Le PowerShell n’est pas un accessoire compact. Comme on a pu le dire en introduction, il transforme un appareil iOS en console portable. Ses mensurations sont donc généreuses : 200 x 63 x 21 mm pour un poids de 120 grammes. Bien entendu, il faut ajouter le poids de l’iPhone ou de l’iPod. Au total on arrive à un peu 232 grammes, ce qui reste toujours plus léger qu’une PS Vita et ses 279 grammes (en version 3G).

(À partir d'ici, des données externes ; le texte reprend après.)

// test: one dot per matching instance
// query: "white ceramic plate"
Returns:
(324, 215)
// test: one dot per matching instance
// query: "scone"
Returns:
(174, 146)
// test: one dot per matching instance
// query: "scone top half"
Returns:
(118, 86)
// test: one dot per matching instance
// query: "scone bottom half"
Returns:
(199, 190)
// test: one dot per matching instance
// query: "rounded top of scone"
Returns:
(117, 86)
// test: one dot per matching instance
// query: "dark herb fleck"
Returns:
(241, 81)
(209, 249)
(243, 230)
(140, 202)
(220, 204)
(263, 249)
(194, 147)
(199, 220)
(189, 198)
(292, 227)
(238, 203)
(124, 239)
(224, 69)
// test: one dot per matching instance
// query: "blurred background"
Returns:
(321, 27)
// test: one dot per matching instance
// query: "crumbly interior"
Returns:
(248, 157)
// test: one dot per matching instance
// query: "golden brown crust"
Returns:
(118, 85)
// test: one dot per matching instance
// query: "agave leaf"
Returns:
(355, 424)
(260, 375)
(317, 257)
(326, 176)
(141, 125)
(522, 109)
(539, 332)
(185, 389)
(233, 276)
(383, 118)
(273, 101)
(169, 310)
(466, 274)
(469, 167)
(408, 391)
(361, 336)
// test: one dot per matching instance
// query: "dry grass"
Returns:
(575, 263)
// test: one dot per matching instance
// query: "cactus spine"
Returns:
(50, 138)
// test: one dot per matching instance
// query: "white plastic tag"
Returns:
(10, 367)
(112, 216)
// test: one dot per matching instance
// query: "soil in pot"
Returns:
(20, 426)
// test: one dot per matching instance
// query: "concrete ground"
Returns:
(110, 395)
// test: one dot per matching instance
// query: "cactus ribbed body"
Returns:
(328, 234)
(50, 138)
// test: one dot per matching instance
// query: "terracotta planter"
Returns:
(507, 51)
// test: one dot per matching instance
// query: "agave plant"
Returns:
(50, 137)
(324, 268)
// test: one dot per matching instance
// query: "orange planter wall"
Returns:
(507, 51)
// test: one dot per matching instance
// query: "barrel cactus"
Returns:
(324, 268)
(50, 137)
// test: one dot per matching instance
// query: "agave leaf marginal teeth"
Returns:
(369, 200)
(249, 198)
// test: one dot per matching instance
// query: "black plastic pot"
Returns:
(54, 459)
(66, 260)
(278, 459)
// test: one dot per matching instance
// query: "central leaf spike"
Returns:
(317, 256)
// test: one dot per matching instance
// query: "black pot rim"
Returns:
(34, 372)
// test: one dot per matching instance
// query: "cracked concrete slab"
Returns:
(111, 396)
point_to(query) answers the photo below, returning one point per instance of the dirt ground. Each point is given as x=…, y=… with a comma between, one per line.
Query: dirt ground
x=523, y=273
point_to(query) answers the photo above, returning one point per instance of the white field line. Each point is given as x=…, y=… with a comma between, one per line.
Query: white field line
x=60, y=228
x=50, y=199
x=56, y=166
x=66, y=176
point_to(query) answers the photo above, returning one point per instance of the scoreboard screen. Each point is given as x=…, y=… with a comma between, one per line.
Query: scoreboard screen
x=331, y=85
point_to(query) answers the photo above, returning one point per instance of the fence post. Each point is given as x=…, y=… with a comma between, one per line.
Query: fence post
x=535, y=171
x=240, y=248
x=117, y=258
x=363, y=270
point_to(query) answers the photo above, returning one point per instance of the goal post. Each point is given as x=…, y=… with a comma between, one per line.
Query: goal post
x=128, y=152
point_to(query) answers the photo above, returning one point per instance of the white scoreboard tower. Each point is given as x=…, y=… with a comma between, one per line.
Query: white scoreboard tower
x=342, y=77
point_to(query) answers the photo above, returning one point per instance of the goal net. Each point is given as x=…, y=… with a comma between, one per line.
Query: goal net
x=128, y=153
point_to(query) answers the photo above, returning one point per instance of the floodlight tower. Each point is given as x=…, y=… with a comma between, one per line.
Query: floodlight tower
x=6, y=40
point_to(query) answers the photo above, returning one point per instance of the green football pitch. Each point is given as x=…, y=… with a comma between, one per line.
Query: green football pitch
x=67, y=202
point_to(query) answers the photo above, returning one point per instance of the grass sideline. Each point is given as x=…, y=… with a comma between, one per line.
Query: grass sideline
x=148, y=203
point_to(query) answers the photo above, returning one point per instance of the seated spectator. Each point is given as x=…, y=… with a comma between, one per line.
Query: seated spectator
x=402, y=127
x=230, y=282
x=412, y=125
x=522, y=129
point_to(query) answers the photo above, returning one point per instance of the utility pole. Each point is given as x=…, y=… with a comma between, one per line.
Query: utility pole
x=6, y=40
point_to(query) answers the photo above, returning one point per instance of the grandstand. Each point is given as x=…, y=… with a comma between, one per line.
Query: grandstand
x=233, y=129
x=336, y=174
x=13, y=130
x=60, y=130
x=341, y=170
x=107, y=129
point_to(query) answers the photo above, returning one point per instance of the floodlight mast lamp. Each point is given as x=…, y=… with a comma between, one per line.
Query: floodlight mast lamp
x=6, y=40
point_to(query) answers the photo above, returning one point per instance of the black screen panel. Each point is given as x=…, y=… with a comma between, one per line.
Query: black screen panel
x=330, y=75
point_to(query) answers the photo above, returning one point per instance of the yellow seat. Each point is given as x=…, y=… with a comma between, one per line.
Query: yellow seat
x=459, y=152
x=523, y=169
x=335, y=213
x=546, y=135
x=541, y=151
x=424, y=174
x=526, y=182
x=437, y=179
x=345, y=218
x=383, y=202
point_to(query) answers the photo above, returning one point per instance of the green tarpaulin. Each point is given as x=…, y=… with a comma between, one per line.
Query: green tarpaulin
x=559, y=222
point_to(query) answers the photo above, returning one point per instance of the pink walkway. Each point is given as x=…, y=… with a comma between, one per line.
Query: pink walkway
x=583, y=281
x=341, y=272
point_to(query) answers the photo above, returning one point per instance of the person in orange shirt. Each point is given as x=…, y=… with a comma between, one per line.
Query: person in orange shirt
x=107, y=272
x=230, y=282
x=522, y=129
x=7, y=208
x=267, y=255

Contrairement aux consoles portables actuelles, Logitech n’a pas cédé à la mode du glosy qui a tendance à capter les traces de doigts et dégrader la prise en main. Ici, une surface antidérapante recouvre l’arrière et l’avant de l’accessoire. Il procure une bonne tenue en jeu que les mains soient moites ou non. Deux petites grosseurs apparaissent sur la face arrière. On y fixe les majeurs afin de caler sûrement le PowerShell dans les mains.

Pour ne pas gâcher l’ergonomie de l’iPhone ou de l’iPod Touch et casser leurs fonctionnalités, Logitech a laissé des espaces libres à l’arrière pour l’appareil photo et sur le côté pour les boutons de volume. Le bouton de mise en veille est quant à lui remplacé par un bouton poussoir. Situé près de la croix directionnelle, il est dur à manipuler sans ongles.

Verdict : bien fini, le PowerShell Controller a optimisé sa taille et son poids. Son revêtement est confortable, un atout pour un accessoire de ce type.